After my post the other day, I wondered some more about the validity of additional taboos against escapes that themselves feel amoral, e.g., violent action movies. And again, I think this is misplaced, if only because we tend to single out the wrong things to get upset about.
A common go-to example for this is violent action movies that allegedly spur real-life violence. I've long felt this is a red herring: most people find such things either absurd fantasy or repellent, not models to emulate. The few people that see cinematic violence as a blueprint for real-world violence already have a degree of detachment from reality and human concern that can only be remedied with professional help, not the absence (or presence) of some other media. If anything, I've felt it's romances and Hallmark movies that do more discernible damage. They construct unrealistic and unsustainable views of human relationships, and those are things far easier to enact in one's life (and more insidiously so) than your average action movie gun-down.

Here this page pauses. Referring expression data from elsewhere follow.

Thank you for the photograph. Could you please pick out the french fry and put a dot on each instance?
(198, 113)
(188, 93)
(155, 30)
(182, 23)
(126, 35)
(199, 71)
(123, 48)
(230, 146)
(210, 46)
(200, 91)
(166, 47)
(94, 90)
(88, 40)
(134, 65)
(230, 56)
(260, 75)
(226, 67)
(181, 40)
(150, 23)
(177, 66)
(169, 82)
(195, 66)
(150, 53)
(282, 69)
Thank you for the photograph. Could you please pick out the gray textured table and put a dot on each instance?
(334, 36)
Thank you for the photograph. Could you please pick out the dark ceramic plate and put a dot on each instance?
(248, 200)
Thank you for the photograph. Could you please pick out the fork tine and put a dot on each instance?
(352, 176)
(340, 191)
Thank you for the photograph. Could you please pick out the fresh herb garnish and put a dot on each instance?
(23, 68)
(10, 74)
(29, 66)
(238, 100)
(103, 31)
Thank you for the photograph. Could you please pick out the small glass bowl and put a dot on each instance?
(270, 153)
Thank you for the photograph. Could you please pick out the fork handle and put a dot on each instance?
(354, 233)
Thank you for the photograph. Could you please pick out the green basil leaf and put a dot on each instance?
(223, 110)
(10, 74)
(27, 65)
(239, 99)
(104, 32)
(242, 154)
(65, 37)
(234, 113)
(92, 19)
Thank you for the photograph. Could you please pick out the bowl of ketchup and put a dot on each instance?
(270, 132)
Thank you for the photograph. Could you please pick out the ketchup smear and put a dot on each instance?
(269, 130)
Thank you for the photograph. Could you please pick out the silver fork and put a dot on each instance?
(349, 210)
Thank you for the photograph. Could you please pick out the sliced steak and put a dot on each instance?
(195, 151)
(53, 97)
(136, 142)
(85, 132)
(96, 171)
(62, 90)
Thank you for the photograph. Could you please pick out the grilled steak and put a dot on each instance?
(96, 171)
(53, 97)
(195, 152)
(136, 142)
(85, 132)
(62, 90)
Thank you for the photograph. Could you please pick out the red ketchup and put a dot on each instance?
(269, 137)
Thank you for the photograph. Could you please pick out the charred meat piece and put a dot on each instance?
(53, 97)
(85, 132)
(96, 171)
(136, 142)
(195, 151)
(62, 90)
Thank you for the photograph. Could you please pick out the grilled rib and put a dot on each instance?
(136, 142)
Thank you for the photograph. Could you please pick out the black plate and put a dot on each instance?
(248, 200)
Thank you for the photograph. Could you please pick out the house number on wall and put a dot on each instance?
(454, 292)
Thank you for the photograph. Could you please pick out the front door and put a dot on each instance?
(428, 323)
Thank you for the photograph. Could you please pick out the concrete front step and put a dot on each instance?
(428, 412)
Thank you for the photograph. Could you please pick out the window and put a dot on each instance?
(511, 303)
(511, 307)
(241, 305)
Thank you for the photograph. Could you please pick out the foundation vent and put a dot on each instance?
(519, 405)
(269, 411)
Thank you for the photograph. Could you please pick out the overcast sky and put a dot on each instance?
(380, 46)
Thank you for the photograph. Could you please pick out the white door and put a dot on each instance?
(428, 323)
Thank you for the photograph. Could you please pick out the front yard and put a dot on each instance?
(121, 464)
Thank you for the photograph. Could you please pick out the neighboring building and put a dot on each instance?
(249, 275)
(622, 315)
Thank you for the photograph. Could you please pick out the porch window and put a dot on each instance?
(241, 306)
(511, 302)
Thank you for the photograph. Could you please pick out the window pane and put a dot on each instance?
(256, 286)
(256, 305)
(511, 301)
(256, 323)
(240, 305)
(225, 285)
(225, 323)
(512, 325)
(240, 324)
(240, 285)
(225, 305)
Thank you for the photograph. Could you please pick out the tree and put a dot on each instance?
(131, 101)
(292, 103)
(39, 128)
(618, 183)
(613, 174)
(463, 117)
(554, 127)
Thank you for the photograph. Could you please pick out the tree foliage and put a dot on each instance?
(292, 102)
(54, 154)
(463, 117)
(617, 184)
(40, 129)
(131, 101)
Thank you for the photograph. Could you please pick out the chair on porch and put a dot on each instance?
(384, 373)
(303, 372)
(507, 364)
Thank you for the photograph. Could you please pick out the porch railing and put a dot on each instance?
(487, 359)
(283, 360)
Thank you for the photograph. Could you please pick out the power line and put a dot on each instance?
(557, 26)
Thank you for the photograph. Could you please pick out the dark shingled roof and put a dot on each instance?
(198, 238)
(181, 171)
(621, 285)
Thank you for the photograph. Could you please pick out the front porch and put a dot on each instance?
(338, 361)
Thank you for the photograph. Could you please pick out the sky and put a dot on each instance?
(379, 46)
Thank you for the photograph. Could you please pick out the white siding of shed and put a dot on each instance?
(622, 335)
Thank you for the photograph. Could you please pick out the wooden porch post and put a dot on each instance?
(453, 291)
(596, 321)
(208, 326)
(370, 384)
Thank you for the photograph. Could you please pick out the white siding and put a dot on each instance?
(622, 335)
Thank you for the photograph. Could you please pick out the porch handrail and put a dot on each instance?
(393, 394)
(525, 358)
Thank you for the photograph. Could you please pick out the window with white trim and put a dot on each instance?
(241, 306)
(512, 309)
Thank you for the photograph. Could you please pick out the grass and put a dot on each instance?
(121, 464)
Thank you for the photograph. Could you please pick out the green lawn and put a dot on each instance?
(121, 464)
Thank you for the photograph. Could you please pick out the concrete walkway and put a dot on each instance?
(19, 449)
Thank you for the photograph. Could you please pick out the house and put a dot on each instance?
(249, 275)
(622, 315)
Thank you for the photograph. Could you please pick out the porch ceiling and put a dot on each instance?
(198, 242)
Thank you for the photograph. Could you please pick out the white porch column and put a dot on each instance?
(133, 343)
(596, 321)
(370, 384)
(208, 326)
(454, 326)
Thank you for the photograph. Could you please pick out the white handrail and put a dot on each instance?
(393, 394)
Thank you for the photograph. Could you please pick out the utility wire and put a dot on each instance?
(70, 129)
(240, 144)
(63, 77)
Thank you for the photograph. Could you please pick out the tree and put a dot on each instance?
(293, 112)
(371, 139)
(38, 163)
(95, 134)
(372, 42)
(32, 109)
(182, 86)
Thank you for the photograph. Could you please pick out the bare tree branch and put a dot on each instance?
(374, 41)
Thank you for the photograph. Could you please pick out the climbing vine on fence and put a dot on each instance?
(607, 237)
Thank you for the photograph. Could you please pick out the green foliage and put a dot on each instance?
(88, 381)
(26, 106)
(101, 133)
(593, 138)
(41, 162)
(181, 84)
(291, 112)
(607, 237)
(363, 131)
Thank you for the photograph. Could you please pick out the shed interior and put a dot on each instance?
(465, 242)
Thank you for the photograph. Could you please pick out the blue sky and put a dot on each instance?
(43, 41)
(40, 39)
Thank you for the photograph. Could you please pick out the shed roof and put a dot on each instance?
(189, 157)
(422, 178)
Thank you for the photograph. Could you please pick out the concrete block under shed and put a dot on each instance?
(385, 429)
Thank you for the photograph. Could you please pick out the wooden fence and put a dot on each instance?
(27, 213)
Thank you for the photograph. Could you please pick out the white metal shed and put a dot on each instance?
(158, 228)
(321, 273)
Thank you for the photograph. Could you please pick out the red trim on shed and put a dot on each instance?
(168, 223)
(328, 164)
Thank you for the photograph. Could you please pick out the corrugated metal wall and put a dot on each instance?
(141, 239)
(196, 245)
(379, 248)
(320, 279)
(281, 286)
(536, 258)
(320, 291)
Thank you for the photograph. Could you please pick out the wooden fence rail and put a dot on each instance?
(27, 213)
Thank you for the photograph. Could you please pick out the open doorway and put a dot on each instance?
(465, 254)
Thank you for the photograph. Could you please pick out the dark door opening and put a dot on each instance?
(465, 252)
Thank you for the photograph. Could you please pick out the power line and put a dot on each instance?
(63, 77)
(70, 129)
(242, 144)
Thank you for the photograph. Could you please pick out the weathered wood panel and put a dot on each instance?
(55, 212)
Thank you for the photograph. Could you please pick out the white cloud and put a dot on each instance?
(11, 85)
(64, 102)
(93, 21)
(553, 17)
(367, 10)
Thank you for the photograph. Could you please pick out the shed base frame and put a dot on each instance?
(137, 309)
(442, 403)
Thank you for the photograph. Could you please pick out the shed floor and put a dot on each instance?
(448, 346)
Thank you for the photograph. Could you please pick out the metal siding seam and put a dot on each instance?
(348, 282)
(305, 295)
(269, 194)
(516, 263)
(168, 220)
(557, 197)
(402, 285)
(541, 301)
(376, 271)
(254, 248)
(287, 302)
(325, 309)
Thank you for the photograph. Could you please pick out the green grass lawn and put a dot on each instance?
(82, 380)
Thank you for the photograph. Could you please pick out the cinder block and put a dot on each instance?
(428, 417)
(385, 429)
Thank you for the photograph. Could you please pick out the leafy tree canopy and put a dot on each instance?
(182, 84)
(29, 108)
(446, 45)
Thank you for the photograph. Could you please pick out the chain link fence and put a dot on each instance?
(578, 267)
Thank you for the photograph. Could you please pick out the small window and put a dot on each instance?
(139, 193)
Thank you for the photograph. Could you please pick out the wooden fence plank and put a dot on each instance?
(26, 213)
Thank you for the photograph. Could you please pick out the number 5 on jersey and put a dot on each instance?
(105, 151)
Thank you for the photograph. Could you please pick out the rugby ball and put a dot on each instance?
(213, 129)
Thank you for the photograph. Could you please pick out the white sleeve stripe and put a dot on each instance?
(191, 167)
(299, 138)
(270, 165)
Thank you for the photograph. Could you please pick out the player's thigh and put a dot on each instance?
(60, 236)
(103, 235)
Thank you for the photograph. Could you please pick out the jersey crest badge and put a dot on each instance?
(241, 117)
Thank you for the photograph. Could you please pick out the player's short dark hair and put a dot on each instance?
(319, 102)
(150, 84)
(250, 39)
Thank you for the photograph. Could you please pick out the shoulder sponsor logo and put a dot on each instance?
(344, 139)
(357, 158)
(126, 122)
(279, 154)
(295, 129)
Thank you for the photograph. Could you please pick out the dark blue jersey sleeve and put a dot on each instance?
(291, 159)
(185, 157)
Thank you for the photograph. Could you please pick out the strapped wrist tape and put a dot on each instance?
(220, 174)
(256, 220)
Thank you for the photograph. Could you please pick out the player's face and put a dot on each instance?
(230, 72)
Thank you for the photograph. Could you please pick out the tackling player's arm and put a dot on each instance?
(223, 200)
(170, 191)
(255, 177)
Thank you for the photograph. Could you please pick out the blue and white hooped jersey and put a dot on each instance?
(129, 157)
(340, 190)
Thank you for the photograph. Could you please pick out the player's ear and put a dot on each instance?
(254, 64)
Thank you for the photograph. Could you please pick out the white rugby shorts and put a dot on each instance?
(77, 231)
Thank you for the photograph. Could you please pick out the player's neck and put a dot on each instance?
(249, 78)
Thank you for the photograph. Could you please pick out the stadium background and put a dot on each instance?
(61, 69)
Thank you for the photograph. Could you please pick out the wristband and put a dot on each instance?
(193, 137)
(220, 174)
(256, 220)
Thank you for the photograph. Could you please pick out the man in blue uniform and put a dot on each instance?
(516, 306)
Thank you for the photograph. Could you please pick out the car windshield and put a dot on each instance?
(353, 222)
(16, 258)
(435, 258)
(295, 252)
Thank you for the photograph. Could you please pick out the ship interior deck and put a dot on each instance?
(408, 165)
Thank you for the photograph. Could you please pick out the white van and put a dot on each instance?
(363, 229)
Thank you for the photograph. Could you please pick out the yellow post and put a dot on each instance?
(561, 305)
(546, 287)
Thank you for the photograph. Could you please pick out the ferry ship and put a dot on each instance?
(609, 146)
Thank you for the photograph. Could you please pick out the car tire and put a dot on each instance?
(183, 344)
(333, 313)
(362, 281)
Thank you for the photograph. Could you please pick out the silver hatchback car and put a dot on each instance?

The relationship between media violence and real-world violence seems more complicated we would like to think. One of the best analyses I heard in this regard was about how violent entertainments rooted in real-world violence — war films, or war-simulation video games — affect us. They don't make us individually more violent, but they acclimatize us collectively to the idea that warfare is actually kinda fun, and not an abhorrence to be avoided except as a last resort. François Truffaut famously disdained war movies for that reason, with a few shining exceptions. Similar arguments have been made about pornography and their collective effects, and I think those are also true up to a point, but not to the point where I think censorship is a suitable solution.
Ideally there should be no conflict between the moral aspirations of a work and its quality, because the two don't have much to do with each other anyway. The presence or absence of a moral conceit in a work of art is not something that guarantees failure or success. I know of much fiction that is studiedly moral, but not much good as fiction. But the best works I know, certainly those with narratives, have some moral viewpoint embedded in them — or maybe better to say, they do the best job of seamlessly embodying the moral convictions of their creator that ennoble everyone else as well.